Vodafone lights UK’s first live ‘self-powered’ mobile phone mast, Sustainability

The technology could not only support the race to net zero, but also help bring connectivity to “non-spots” in remote and rural areas.

  • The mobile phone mast incorporates a wind turbine, solar panels and on-site battery storage.
  • The initiative opens the prospect of connectivity to cover “non-spots” in remote and rural areas.
  • Supports Vodafone’s goal of zero net operations in the UK by 20271.

Vodafone has lit the UK’s first wind and solar powered mobile phone mast in Pembrokeshire, Wales. The mast will provide 4G coverage to the community of Eglwyswrw2.

The purpose-built mast, which potentially eliminates the need for a connection to the national power grid, could provide connectivity to ‘non-spots’ in the UK’s most remote and inaccessible locations, helping the industry reach 95% of UK landmass coverage by 2025.3. It will also help Vodafone reduce its carbon emissions and support its goal of achieving net zero operations in the UK by 2027.

The “self-powered” mast incorporates a unique Crossflow Energy wind turbine that can generate power even in light winds. The mast can be installed without the need to dig trenches and lay electrical cables, making it quicker and easier to install and reducing the impact on the local environment.

It is also extremely quiet, making it viable for sensitive sites such as Areas of Outstanding Natural Beauty. It can also be ‘filtered’ as a solid object by radar, birds and bats, so it is easily avoided, making it less harmful to wildlife.

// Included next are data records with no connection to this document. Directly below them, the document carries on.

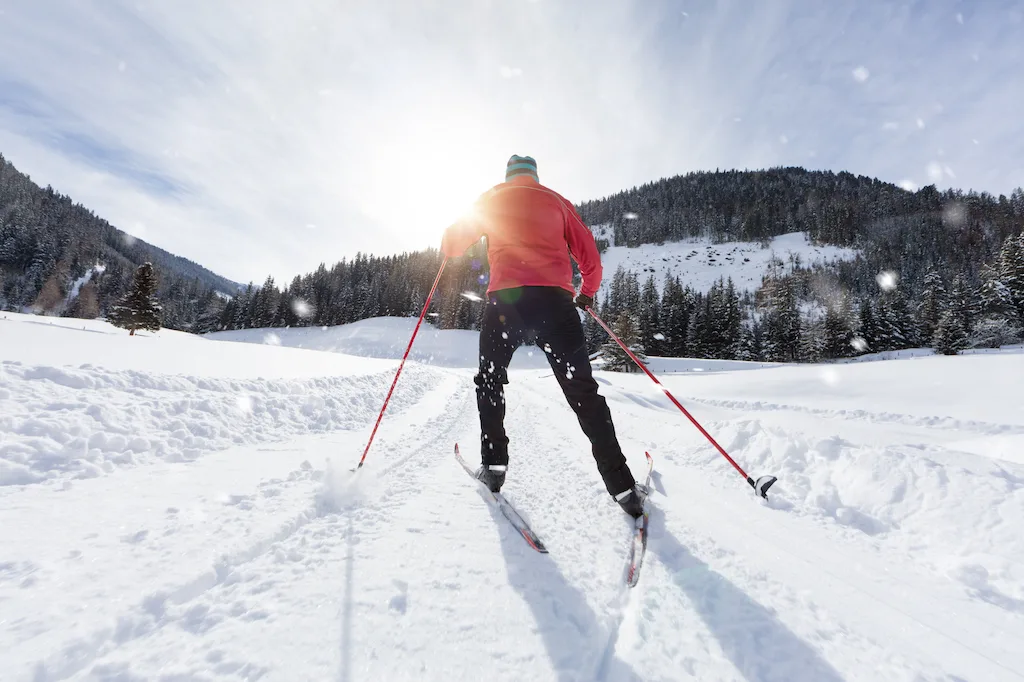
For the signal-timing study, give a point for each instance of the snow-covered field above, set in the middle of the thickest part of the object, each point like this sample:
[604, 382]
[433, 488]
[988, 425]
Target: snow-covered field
[699, 263]
[180, 508]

The trial, in partnership with wind turbine technology specialists Crossflow Energy and mobile infrastructure partner Cornerstone, is taking place at Home Farm in the village of Eglwyswrw. It will run for two years and the data collected will help Vodafone optimize the technology and determine which sites are best suited for ‘self-powered’ masts.

Bringing mobile and internet services to rural communities helps boost the local economy, fight isolation and reduce the rural digital divide. To date, the construction of pylons in “non-point” coverage areas without an existing electricity connection has represented a significant financial and logistical challenge.

Andrea Dona, Chief Network Officer and Development Director, Vodafone, said“Connectivity is vital for everyone, no matter where you live. This self-powered mobile phone mast, with on-site battery storage, could help us connect places that were previously inaccessible. It will also help us reduce carbon emissions and minimize our impact on local environments.

“If this trial is successful, we would like to deploy more ‘self-powered’ masts, focusing on areas with little or no coverage.”

Simon Hart, Secretary of State for Wales, said: “Improving mobile coverage and digital connectivity across Wales is a priority for the UK Government and is hugely important to our economy.

“As we seek to create more sustainable growth and jobs, it is fantastic to see green innovation being tested in our rural communities.”

Martin Barnes, CEO of Crossflow Energy, said“We are incredibly delighted to be partnering with Vodafone for this UK first. Until now, the use of ‘small wind turbines’ in the race to net zero has been limited due to performance issues, reliability and planning issues, such as noise, vibration and ecological damage.

“Our unique wind turbine design addresses all of these challenges head-on. We believe that one day its use could be as widespread and common as solar panels.

Rhys Phillip, CEO of Cornerstone, said: “As the UK’s leading tower builder, we are proud to be involved in this historic project, driving innovation to create scalable and sustainable connectivity solutions. We look forward to continuing our collaboration in our journey towards environmentally friendly site designs. »

Vodafone has pledged to achieve net zero operations in the UK by 20271. His transition to 100% renewable electricity has already had a significant impact and reduced carbon emissions from its UK operations by 55%4 over the previous year. He recently signed a 10 year electricity contract with three new solar farms in Lincolnshire, Worcestershire and Nottinghamshire, securing their development and bringing an additional supply of renewable energy to the UK grid.